George IV (1762 - 1830) - king of England and Ireland, known as the First Gentleman of Europe. When he visited Ireland in 1821, the town of Dunleary (Dún Laoghaire) was renamed Kingstown. The Free State renamed it to Dun Laoghaire.   

goodship - goodness 

jinnyjos (Irish) - airborne seeds (e.g. dandelion's); thistledown + John Joyce (1849-1932) "My father had an extraordinary affection for me. He was the silliest man I ever knew and yet cruelly shrewd... I was very fond of him always, being a sinner myself... Hundreds of pages and scores of characters in my books came from him. His dry (or rather wet) wit and his expressions of face convulsed me often with laughter... I got from him his portraits, a waistcoat, a good tenor voice, and an extravagant licentious disposition (out of which, however, the greater part of any talent I have springs), but apart from these something else I cannot define." Letters, I, 312.

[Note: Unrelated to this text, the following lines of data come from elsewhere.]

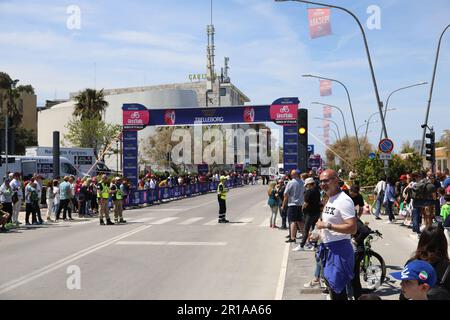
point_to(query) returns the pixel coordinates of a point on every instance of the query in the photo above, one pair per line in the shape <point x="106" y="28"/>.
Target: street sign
<point x="386" y="146"/>
<point x="385" y="156"/>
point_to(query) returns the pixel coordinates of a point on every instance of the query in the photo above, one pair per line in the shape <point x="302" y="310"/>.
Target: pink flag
<point x="325" y="88"/>
<point x="326" y="112"/>
<point x="319" y="22"/>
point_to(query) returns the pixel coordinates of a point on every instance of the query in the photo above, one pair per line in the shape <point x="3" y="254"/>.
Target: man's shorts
<point x="294" y="213"/>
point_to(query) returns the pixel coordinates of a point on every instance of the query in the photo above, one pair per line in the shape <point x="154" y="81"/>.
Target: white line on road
<point x="282" y="278"/>
<point x="165" y="220"/>
<point x="58" y="264"/>
<point x="169" y="243"/>
<point x="191" y="220"/>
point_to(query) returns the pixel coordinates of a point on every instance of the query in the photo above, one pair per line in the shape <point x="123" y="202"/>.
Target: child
<point x="418" y="277"/>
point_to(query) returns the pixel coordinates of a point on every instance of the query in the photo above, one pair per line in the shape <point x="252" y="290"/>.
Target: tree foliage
<point x="91" y="133"/>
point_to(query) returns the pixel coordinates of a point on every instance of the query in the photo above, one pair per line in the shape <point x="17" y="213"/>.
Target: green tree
<point x="90" y="104"/>
<point x="92" y="133"/>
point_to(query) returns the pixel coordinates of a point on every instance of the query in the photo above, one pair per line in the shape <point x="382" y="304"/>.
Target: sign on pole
<point x="386" y="146"/>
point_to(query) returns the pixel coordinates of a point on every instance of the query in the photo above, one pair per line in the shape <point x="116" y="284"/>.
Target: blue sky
<point x="135" y="43"/>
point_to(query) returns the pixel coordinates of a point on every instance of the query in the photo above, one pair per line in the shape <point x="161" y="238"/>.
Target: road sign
<point x="386" y="146"/>
<point x="385" y="156"/>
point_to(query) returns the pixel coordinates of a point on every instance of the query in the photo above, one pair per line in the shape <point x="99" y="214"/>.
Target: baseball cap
<point x="417" y="270"/>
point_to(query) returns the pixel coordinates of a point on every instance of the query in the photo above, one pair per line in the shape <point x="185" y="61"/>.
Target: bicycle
<point x="371" y="266"/>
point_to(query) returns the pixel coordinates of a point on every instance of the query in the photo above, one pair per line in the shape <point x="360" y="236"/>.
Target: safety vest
<point x="103" y="191"/>
<point x="223" y="194"/>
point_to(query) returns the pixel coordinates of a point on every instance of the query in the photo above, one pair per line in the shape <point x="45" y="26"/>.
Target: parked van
<point x="43" y="166"/>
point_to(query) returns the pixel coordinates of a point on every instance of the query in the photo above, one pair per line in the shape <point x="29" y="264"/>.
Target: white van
<point x="43" y="166"/>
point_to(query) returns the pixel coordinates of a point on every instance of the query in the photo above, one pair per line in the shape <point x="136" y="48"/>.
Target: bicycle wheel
<point x="372" y="270"/>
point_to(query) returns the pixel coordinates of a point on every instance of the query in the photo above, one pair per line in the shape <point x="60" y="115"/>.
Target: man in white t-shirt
<point x="338" y="223"/>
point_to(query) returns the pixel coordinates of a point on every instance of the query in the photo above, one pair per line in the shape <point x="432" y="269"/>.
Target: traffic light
<point x="430" y="150"/>
<point x="302" y="139"/>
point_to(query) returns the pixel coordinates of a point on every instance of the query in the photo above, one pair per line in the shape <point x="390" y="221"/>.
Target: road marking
<point x="191" y="220"/>
<point x="60" y="263"/>
<point x="282" y="278"/>
<point x="242" y="221"/>
<point x="265" y="223"/>
<point x="165" y="220"/>
<point x="169" y="243"/>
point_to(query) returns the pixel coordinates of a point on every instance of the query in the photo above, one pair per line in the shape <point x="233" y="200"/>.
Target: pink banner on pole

take the wind of - to scent or detect by or as by the wind

waterlogged - Of a ship, boat: Flooded with water by leakage or overflow so as to become impaired in buoyancy, heavy, and unmanageable + Waterloo.

Ulysses.4.434: 'On the Erin's King that day round the Kish' + (Parnell's death).

skiff - to row or scull in a skiff (a small sea-going boat, adapted for rowing and sailing); to move lightly and quickly, esp. so as barely to touch a surface + Schiff (ger) - ship.

Sruth na Maoile (sru nu mwili) (gael) - Sea-stream of the Bald-headland; sea between Ireland and Scotland; anglic. Moyle (poetic).

round up - to collect in a body, to collect or gather up in a round mass or ball

escapology - the methods and technique of escaping, esp. from captivity or danger; the calling of an escapologist (a performer skilled in extricating himself from knots, handcuffs, confinement in a box, etc.) + eschatology - the branch of theology that is concerned with such final things as death and judgment, heaven and hell and the end of the world.

(mailsack)

alack - an exclamation originally of dissatisfaction, reprobation, or deprecation = 'pity or shame that it should be so'.

like the good man you are' (Joyce's note) → Key: John McCormack, His Own Life Story 15: 'McCormack... put an arm on the shoulder of his old-time comrade. "Run on into the house, now, like the good man you are"'.

FDV: We know you were loth to leave us & but, sure, you will turn up some day when your pocket is empty.

inside out - so that the inner side becomes the outer + cnoc (Irish) - hill (anglicised 'knock') + (notebook 1924): 'turn up when his pocket were empty'.

remittance - a sum of money sent from one place or person to another; also, the act of sending money, etc., to another place + Joyce's note: 'remittance (man)' → remittance man - an emigrant supported by money sent from home.

timus (gr) - heart

tenant - one who or that which inhabits or occupies any place

tussock - a tuft or clump forming a small hillock of grass, sedge, or the like; the tufted hair-grass, Aira cæspitosa, or other native grass growing in tussocks (PICTURE) + "while daisy winks at her pinker sister among the tussocks" [053.09-.10]

thicket - a dense growth of shrubs, underwood, and small trees (PICTURE) + tramtickets + (feet).

daisy roots (Rhyming Slang) - boots + PICTURE

buttercup - a name popularly applied to species of Ranunculus bearing yellow cup-shaped flowers (PICTURE) + FDV: Anyway may the grass grow quickly under your feet [or the daisies grow lightly over your toes].